Mais il y a une personne qui est différente, et nous devons nous méfier d'elle.

Chapitre 133

Ce n'était pas surprenant de voir Yan Hailan au fort de Yanwu, mais ce qui m'a surpris, c'est qu'elle était en parfaite santé la dernière fois que je l'avais vue, alors qu'à présent elle était infirme, les tendons des mains et des pieds sectionnés.

Êtes-vous satisfait de la façon dont j'en suis arrivé là aujourd'hui ?

À en juger par son expression, je savais que cette affaire me concernait. Le problème, c'est que je n'avais pas réglé mes comptes avec elle depuis qu'elle m'avait mordu au cou avant de disparaître. Ensuite, il s'était passé tout un tas de choses, que j'aurais oubliées si je ne l'avais pas revue aujourd'hui. Mais à en juger par son ton, elle essayait de me faire porter le chapeau pour mon handicap.

« Qui a fait ça ? »

J'ai fait un clin d'œil à Zhao Mama pour lui faire comprendre qu'elle devait d'abord faire entrer le petit. Si je disais quelque chose de blessant par inadvertance, elle risquait de se moquer de mon fils, ce qui serait contre-productif. Même si elle est handicapée maintenant, je ne crains pas ce risque.
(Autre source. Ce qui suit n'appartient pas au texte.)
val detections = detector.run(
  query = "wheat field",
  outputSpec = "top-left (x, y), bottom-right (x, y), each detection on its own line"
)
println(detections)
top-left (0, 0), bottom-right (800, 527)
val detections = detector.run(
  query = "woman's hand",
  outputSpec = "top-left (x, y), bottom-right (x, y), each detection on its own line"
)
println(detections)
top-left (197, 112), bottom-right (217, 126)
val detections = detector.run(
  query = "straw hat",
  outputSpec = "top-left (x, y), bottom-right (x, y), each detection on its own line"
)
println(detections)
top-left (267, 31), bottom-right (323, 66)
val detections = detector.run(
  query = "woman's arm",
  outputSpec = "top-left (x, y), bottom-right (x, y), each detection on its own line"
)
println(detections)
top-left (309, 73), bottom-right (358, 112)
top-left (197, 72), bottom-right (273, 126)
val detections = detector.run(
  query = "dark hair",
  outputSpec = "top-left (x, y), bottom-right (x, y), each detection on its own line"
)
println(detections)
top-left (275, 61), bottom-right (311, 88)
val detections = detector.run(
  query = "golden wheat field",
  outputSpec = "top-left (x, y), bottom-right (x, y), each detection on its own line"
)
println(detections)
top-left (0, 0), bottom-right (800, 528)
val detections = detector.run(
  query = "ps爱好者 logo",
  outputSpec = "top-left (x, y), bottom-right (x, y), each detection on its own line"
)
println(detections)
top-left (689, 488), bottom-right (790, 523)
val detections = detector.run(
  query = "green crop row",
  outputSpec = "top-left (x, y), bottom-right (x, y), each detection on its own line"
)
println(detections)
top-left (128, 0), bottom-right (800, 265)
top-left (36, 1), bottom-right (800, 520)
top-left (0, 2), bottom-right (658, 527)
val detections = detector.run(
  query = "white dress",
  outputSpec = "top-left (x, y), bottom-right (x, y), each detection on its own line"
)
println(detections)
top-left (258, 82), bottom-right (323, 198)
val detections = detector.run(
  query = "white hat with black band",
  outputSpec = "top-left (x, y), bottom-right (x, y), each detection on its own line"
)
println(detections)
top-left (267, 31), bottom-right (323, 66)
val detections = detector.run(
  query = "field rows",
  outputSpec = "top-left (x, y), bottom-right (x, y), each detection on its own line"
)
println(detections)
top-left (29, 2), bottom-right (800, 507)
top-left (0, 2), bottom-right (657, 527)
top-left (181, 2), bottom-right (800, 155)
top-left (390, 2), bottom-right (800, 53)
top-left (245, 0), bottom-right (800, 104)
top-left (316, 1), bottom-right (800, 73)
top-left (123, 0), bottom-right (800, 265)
Tu connais la réponse au fond de ton cœur.

« Quiconque voudrait vraiment me défendre ne vous laisserait pas en vie, de peur de causer des problèmes plus tard. Celui qui vous a estropié connaît probablement votre personnalité

; il vous a d’abord mis mal à l’aise, puis a calculé que vous viendriez me chercher des noises. » Tandis qu’il poursuivait, une idée générale s’était déjà dessinée dans son esprit.

« Cependant… » dit-elle soudain avec un doux sourire, « cela m’a permis de voir certaines choses plus clairement et de mieux comprendre beaucoup d’autres choses. »

Son regard était étrange, et mon cœur rata un battement. Je savais qu'elle ne dirait rien de gentil si elle ouvrait à nouveau la bouche.

« Un visage d'immortel, et pourtant des mains tachées de sang ; un cœur froid comme la pierre, venimeux comme un serpent. N'as-tu pas peur d'être avec quelqu'un comme ça ? »

« J’ai bien peur qu’il ne me facilite pas la tâche. Vous avez tous vu ce qui m’est arrivé après ma fuite. Maintenant que tout est révélé, pourquoi devrais-je encore souffrir ? »

Quoi qu'il arrive, tant que je ne dépasse pas ses limites, il ne me prendra jamais pour cible.